Dutch singer-songwriter

Mark Lotterman (born 31 January 1984) is a Dutch singer-songwriter from Rotterdam known for his observational songwriting and cross-disciplinary projects. Active since 2001, his career spans both English and Dutch-language releases alongside literary and visual art collaborations.
== Career ==
=== Early years and breakthrough (2001–2011) ===
Lotterman entered the music scene as a musical accompanist for poet Simon Vinkenoog and later performed at the 2009 P.C. Hooft-prijs ceremony for poet Hans Verhagen. Following his first two albums, he gained wider recognition with Funny (2011). The album's single "I Miss You" reached the local iTunes Top 10 after being featured in a national column by journalist Roelof Hemmen.

=== Holland project and hiatus (2012–2022) ===
In 2014 his album A year without summer was released under Harlem Records. In 2017, Lotterman launched Holland, a multidisciplinary art project centered on his fifth album. Following this project, Lotterman took a six-year hiatus from music to work in youth social care.

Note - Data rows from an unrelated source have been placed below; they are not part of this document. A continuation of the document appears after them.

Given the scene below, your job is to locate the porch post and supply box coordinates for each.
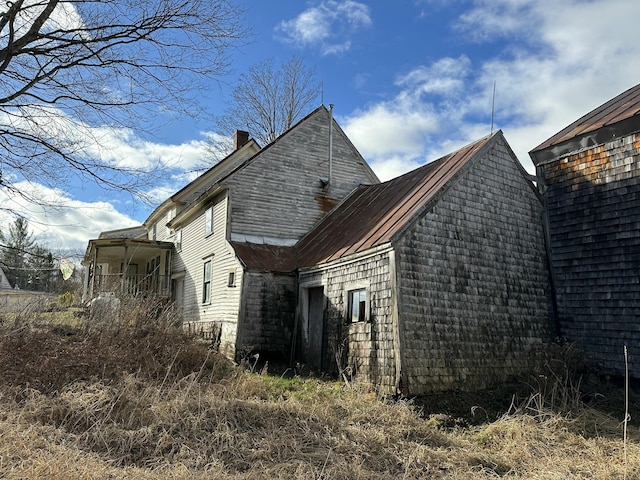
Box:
[120,246,129,295]
[88,247,98,300]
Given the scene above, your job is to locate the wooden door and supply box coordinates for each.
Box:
[307,287,324,370]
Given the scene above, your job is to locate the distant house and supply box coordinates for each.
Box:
[530,85,640,378]
[297,132,553,394]
[0,268,12,290]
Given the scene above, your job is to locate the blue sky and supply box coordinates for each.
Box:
[3,0,640,252]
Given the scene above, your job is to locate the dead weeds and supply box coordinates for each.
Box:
[0,302,640,480]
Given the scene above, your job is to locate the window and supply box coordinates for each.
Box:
[202,260,211,303]
[204,207,213,235]
[165,207,176,237]
[174,228,182,252]
[348,288,367,323]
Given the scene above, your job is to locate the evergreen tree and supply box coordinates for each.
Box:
[0,217,35,289]
[0,217,63,292]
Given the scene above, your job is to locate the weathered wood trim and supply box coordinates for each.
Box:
[300,243,393,274]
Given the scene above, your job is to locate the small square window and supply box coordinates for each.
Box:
[348,288,367,323]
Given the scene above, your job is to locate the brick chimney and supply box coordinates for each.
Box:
[233,130,249,150]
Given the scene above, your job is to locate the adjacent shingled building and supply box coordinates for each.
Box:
[298,132,552,394]
[530,85,640,377]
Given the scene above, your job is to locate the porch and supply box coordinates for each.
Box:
[82,238,178,302]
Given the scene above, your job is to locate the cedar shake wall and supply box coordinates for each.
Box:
[237,272,296,360]
[396,142,550,394]
[300,252,396,394]
[538,134,640,377]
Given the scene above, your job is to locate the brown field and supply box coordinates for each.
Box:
[0,298,640,480]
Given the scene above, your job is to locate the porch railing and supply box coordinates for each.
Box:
[93,273,171,297]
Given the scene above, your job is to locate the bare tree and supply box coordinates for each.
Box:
[217,56,320,145]
[0,0,247,206]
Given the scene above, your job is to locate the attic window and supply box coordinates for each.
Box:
[348,288,367,323]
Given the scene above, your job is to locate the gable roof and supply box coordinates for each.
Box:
[144,138,260,226]
[169,105,379,231]
[297,132,502,267]
[529,84,640,165]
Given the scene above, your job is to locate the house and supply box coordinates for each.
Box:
[85,106,553,394]
[83,106,379,357]
[530,85,640,378]
[297,132,553,394]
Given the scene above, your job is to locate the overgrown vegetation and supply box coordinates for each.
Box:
[0,302,640,479]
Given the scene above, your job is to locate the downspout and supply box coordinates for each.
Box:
[389,246,402,395]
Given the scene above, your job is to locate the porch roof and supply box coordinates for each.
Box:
[82,238,173,265]
[231,242,296,273]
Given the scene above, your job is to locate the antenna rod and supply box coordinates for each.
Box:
[327,103,333,185]
[491,80,496,135]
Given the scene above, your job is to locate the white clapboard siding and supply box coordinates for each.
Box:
[174,190,242,356]
[223,108,378,243]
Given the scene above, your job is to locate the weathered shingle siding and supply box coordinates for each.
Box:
[237,272,296,360]
[299,251,397,394]
[538,134,640,377]
[173,194,242,356]
[223,109,377,244]
[396,141,550,394]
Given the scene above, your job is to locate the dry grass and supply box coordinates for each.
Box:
[0,302,640,480]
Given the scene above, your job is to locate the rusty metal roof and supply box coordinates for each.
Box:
[297,132,502,267]
[530,85,640,156]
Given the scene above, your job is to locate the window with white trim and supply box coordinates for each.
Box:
[165,207,176,237]
[227,270,236,287]
[173,228,182,252]
[204,205,213,236]
[347,288,367,323]
[202,259,212,303]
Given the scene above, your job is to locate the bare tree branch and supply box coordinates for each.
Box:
[0,0,248,207]
[216,56,319,145]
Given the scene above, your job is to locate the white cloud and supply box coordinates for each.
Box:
[276,0,372,55]
[343,0,640,178]
[0,182,139,255]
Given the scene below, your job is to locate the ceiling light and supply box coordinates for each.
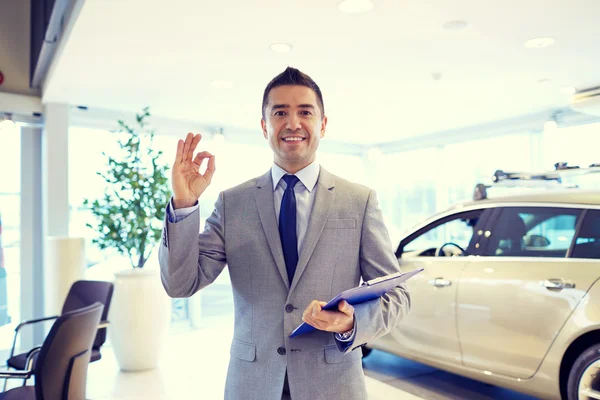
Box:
[544,119,558,132]
[271,43,292,53]
[367,147,383,161]
[210,80,233,89]
[525,38,554,49]
[442,20,469,31]
[338,0,373,14]
[212,128,225,146]
[560,86,577,95]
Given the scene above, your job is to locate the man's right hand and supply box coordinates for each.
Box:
[171,133,215,209]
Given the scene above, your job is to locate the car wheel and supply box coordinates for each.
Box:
[567,344,600,400]
[361,346,373,358]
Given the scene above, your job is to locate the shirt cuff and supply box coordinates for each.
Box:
[335,328,355,343]
[167,197,198,224]
[333,318,356,353]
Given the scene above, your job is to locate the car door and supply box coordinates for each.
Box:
[457,205,599,379]
[386,209,484,364]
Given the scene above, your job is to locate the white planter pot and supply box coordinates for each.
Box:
[108,268,171,371]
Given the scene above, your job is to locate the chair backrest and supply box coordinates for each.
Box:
[62,280,114,349]
[34,302,104,400]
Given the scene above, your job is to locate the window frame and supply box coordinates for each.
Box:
[396,207,493,258]
[478,203,587,260]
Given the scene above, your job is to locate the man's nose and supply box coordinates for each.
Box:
[286,113,302,131]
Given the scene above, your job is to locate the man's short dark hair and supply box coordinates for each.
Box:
[262,67,325,119]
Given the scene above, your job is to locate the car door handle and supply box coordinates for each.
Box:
[429,278,452,287]
[540,279,575,290]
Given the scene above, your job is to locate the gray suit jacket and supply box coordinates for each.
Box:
[159,167,410,400]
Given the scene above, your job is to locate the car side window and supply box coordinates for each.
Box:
[403,210,483,257]
[484,207,581,258]
[571,210,600,258]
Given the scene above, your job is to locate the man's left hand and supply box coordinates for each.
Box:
[302,300,354,333]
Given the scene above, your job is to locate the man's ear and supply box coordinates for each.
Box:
[260,118,269,139]
[321,117,327,138]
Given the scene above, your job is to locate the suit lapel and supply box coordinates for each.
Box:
[254,170,289,289]
[282,167,335,291]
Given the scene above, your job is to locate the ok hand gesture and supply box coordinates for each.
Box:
[171,133,215,208]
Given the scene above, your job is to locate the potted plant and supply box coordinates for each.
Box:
[84,107,171,371]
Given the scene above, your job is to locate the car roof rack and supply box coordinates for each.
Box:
[473,162,600,201]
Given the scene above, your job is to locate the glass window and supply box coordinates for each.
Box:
[403,210,483,256]
[485,207,581,258]
[571,210,600,258]
[0,126,21,350]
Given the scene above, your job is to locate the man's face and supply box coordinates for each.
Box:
[261,85,327,174]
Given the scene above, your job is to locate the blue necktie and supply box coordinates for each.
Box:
[279,175,298,285]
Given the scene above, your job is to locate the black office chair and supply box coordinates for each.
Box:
[0,302,104,400]
[5,280,114,372]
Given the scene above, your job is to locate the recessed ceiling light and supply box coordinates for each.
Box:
[544,119,558,132]
[525,38,554,49]
[210,80,233,89]
[560,86,577,94]
[271,43,292,53]
[338,0,373,14]
[442,20,469,31]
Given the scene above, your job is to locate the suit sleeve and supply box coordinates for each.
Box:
[344,191,410,353]
[158,193,227,298]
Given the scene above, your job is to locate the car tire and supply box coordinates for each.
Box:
[567,344,600,400]
[361,346,373,358]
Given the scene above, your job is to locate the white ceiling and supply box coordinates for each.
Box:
[43,0,600,143]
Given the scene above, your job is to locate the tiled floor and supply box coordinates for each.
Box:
[88,327,419,400]
[363,350,536,400]
[79,324,535,400]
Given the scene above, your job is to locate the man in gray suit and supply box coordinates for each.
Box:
[159,68,410,400]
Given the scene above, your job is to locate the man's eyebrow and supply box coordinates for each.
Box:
[271,104,315,110]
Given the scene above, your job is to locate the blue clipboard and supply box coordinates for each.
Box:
[290,268,424,338]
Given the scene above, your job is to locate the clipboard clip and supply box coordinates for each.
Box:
[361,272,402,286]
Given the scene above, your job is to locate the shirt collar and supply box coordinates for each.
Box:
[271,160,320,192]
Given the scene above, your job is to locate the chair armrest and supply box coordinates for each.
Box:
[25,346,42,372]
[0,371,33,379]
[15,315,58,332]
[9,315,58,358]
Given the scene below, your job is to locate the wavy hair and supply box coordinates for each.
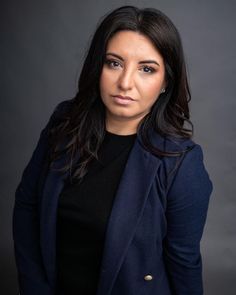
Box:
[47,6,193,180]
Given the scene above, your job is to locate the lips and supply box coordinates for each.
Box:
[112,95,135,106]
[113,95,134,100]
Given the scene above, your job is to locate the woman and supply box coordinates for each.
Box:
[13,6,212,295]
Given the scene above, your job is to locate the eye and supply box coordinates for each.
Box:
[142,66,156,74]
[105,59,120,68]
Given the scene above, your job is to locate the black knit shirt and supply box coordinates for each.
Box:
[57,131,136,295]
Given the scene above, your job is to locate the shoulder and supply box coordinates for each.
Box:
[149,133,212,199]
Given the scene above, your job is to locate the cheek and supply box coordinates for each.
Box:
[142,81,161,101]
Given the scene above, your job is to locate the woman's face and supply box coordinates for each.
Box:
[100,31,165,132]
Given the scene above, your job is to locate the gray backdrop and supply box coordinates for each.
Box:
[0,0,236,295]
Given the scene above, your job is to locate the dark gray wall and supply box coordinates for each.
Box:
[0,0,236,295]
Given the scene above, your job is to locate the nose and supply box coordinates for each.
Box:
[118,69,134,90]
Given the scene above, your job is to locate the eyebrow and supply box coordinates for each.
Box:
[106,52,160,66]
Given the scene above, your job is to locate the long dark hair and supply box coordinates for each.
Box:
[50,6,193,180]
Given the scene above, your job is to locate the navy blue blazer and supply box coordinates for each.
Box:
[13,100,213,295]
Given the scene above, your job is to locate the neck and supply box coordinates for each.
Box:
[106,118,140,135]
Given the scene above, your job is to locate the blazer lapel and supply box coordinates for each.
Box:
[97,136,161,295]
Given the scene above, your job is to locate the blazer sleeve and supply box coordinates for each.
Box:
[13,102,68,295]
[164,144,213,295]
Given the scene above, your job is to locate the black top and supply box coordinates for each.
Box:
[57,131,136,295]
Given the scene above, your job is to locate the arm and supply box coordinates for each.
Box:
[13,102,69,295]
[164,145,213,295]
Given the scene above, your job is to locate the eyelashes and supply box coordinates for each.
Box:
[105,59,156,74]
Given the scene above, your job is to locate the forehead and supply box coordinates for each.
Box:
[106,31,162,59]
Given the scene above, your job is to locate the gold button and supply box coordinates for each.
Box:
[144,275,153,281]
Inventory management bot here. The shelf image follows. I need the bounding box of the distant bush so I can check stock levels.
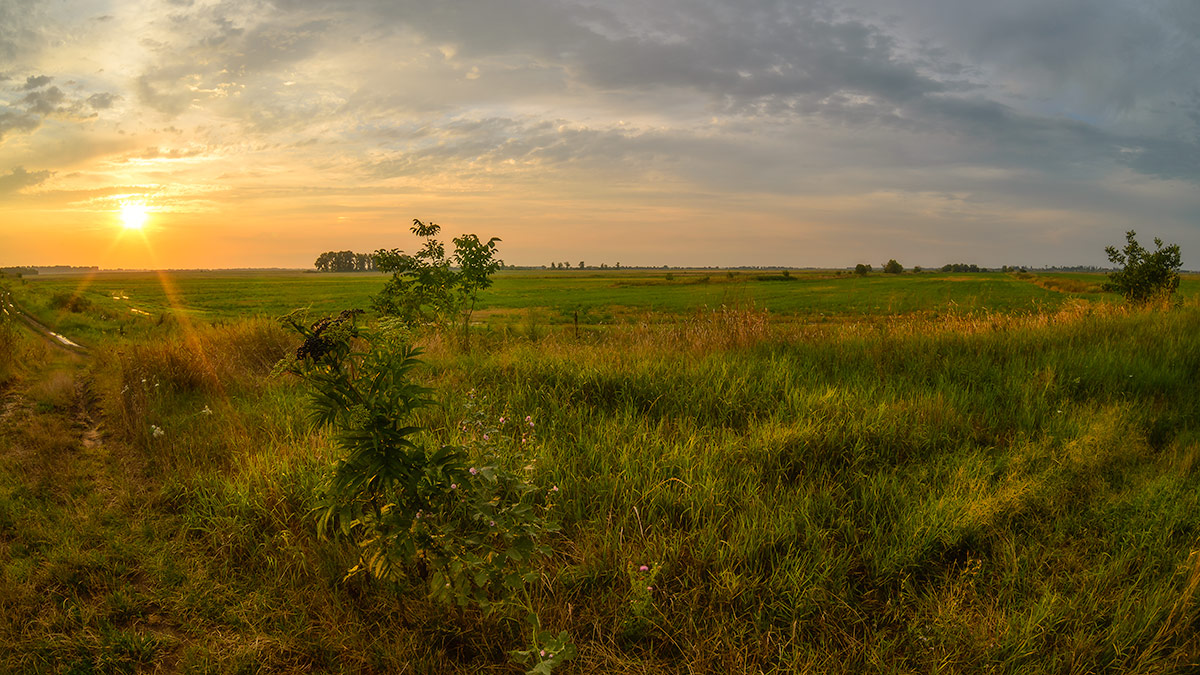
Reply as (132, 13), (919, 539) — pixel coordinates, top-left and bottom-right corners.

=== Dutch-language trilogy (2023–present) ===
Lotterman returned to recording with a shift to Dutch-language songwriting, releasing a trilogy of albums: Stedentrip (2023), Het regent nooit de hele dag (2025), and Indien later, dan ook nu (2026). These projects featured collaborations with Lucky Fonz III and André Manuel, and the 2026 release was supported by a joint tour with Meindert Talma.